A vendor take back mortgage is not a common type of mortgage. In fact, it’s not even offered by financial institutions. That said, this type of mortgage can help people who are short on funds even after negotiating the purchase price. Keep reading to find out more about what is a vendor take back mortgage.
What is a vendor take back mortgage?
A Vendor take back mortgage, simply known as VTB, is also sometimes referred to as a seller take-back mortgage. Basically, if the seller owns the property outright, they can lend the money to the buyer to help complete the transaction. This is not a traditional mortgage, which is why you don’t hear about it often.
Since the VTB becomes the mortgage lender, the buyer is now the borrower. You pay back the mortgage based on the contractual obligations and loan terms you have set with the seller.
A VTB is only possible if the seller owns the property outright. If the seller still has a mortgage, they won’t be able to offer any seller financing.
Types of VTB financing
VTB Financing has two available options: partially-funded and fully-funded. What you decide on is a personal choice and what the seller is offering.
Partially-funded VTB mortgage
As the name implies, a partially-funded VTB mortgage, is where the seller of a property offers you limited funds to cover the remaining portion of the mortgage that you could not secure.
For example, let’s say you’ve purchased a home with a sale price of $650,000, and you have a down payment of 20% ($130,000). That means you need a mortgage of just $520,000. During the appraisal process, the bank says the home is worth only $575,000, so they’ll only lend you $445,000. That means you’ll be short $75,000. Assuming the offer was unconditional, you’re still on the hook for the remaining amount.
You could borrow money from family or use a private lender to make up the difference. However, the seller may offer you a VTB to cover the remaining principal amount at a lower rate. If you accept, you’d have two mortgage payments. One would go to the traditional lender and the other to the seller.
Fully-Funded VTB mortgage
While rare, fully funded VTB mortgages occasionally happen. For example, in a buyer’s market, a seller might offer a VTB with favourable terms to help someone who wouldn’t normally qualify for a traditional mortgage.
No money would be exchanged when the transaction is completed, but the VTB mortgage would be the primary lien on the property.
Canadians require at least a 5% down payment when purchasing a home, so a fully-funded VTB mortgage could only cover the remaining amount. You can’t borrow money for your down payment.
Why consider a vendor take back mortgage?
Admittedly, some people will wonder what’s the point of a VTB mortgage when they can go to a traditional lender instead.
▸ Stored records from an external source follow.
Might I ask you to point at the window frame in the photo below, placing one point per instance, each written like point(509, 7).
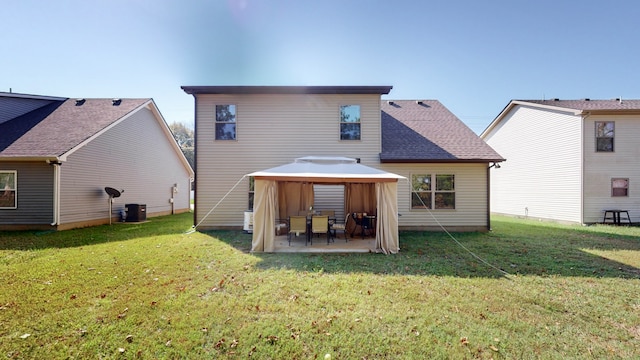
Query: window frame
point(346, 124)
point(598, 137)
point(431, 191)
point(4, 188)
point(223, 123)
point(614, 188)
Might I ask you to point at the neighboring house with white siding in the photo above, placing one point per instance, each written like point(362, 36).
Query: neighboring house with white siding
point(243, 129)
point(567, 160)
point(57, 156)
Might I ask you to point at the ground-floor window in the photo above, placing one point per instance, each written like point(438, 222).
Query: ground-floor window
point(8, 189)
point(619, 187)
point(433, 191)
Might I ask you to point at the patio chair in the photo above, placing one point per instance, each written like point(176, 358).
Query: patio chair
point(335, 227)
point(362, 221)
point(297, 226)
point(320, 225)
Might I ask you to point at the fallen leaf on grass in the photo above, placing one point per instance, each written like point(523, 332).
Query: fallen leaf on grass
point(271, 339)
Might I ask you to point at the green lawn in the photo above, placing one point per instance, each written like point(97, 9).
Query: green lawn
point(152, 291)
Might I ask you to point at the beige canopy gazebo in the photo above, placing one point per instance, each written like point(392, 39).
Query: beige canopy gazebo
point(365, 186)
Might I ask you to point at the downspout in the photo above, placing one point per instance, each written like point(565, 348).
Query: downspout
point(488, 198)
point(195, 162)
point(56, 191)
point(583, 123)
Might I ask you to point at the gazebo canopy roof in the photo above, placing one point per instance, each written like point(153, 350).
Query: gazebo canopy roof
point(323, 169)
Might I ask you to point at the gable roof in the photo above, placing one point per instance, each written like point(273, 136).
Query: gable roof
point(575, 107)
point(57, 128)
point(426, 131)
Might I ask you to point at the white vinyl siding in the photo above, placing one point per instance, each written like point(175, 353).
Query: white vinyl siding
point(601, 167)
point(134, 156)
point(541, 177)
point(272, 130)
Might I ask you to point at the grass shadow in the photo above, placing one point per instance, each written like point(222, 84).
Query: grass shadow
point(34, 240)
point(515, 247)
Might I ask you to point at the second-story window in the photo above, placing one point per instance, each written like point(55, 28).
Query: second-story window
point(8, 189)
point(350, 122)
point(604, 136)
point(225, 122)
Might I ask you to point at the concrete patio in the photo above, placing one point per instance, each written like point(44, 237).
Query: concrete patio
point(338, 245)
Well, if things were that simple, the purchaser wouldn’t be asking what is a vendor take back mortgage.
Since mortgage rates have gone up, the cost of borrowing money has also increased. In addition, since the housing market has cooled, home appraisals aren’t coming in as high as they used to.
Some purchases are no longer able to secure enough funds to cover the entire agreed price. With a VTB, or second mortgage, you’d pay a higher interest rate than traditional lenders, but it would be lower than private lenders. So by getting a VTB mortgage, both sides could complete the transaction more quickly.
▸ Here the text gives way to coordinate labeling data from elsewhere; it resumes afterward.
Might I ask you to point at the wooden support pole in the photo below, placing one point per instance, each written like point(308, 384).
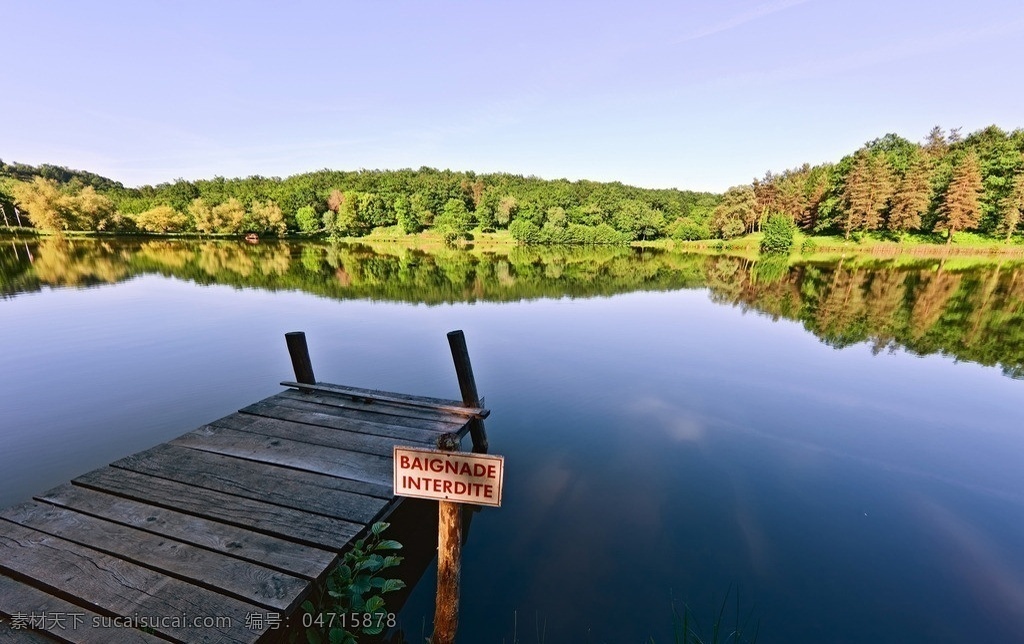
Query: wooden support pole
point(449, 559)
point(467, 384)
point(300, 357)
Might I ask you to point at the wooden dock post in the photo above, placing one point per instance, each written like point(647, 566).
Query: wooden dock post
point(467, 384)
point(300, 357)
point(449, 558)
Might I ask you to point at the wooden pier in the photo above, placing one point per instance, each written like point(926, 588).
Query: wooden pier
point(217, 534)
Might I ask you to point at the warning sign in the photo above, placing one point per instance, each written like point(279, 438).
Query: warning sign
point(455, 476)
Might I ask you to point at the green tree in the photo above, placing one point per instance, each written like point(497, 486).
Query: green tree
point(227, 217)
point(778, 232)
point(486, 210)
point(307, 220)
point(409, 221)
point(454, 218)
point(202, 216)
point(350, 221)
point(1012, 208)
point(639, 220)
point(738, 206)
point(961, 209)
point(868, 188)
point(265, 218)
point(508, 208)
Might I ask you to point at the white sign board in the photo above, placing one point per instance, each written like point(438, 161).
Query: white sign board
point(456, 476)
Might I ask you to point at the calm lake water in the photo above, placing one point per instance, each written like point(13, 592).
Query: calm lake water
point(842, 442)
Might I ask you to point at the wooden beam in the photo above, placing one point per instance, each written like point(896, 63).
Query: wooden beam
point(452, 406)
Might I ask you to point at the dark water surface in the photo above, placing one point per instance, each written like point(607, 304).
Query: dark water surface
point(843, 442)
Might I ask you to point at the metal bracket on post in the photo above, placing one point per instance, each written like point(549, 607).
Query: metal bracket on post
point(449, 559)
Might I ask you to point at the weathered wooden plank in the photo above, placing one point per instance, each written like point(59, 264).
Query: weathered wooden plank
point(301, 456)
point(66, 620)
point(345, 408)
point(322, 416)
point(315, 434)
point(397, 414)
point(321, 494)
point(122, 588)
point(249, 582)
point(276, 553)
point(452, 406)
point(20, 636)
point(264, 517)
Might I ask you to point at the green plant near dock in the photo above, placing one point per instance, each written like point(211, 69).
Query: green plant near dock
point(351, 598)
point(686, 630)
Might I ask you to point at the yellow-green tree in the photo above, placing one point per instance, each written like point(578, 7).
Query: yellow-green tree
point(736, 213)
point(161, 219)
point(48, 208)
point(911, 197)
point(92, 210)
point(202, 216)
point(961, 209)
point(265, 217)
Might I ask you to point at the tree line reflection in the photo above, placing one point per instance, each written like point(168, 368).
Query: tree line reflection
point(972, 310)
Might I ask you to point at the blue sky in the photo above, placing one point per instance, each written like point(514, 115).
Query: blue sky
point(698, 95)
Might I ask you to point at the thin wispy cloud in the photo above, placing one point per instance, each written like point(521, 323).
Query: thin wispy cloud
point(756, 13)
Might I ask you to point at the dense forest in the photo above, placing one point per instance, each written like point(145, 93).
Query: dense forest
point(890, 186)
point(973, 311)
point(347, 204)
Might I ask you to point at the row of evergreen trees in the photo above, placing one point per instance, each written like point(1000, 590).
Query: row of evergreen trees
point(946, 184)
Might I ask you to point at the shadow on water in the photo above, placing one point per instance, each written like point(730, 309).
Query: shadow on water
point(970, 311)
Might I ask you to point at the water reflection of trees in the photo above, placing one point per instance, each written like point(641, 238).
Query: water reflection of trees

Pros and cons of a VTB Mortgage
It’s time to go over the pros and cons in this what is a vendor take back mortgage guide. As you can imagine, a VTB is not for everyone, so you need to consider both sides before making a decision.
Pros of a VTB mortgage
- Helps close the deal – When financing is the hold up for securing a deal, a VTB could help complete the transaction.
- Potentially lower interest rates – The seller may offer a lower interest rate than a private lender. This is good for the buyer since their monthly payments will be lower. It also helps the seller since they get monthly payments with a fixed interest rate.
- Helps people with a low credit score – Some people with a poor credit history but stable income may struggle to secure a mortgage. If you’re offering a VTB mortgage, you can decide your risk tolerance.
- Defers capital gains – A VTB on commercial properties and investment properties allows you to defer and spread tour capital gain taxes over five years
Cons of a VTB mortgage
- You’re in the second position – When offering a partially-funded VTB mortgage, you would have the second lien on the home. That means if the buyer defaults, the traditional lender gets paid first.
- Must own your home entirely – You can’t offer a VTB mortgage if you still own a home
- Limited use – A VTB mortgage only makes sense in specific situations.
- Opportunity loss – With a VTB, you’re not getting the entire amount for your home right away. That means the equity you could have cashed out on is tied up, which prevents you from taking advantage of other investment opportunities.
- Extra paperwork – Anyone offering a VTB mortgage becomes a lender. That means you’ll need a real estate lawyer to help you draw up the paperwork.
Final thoughts
Now that you know what is a vendor take back mortgage, you need to think about the key takeaways. While the benefits of a VTB mortgage are pretty clear from the buyer’s perspective, most sellers likely won’t be interested in making an offer. First, they need to own the property outright. In addition, they take on a lot of risks. If the buyer can no longer make payments, it could be a long process to file for foreclosure. That said, in the right situation, a VTB could benefit both sides of the deal since it does offer some flexibility.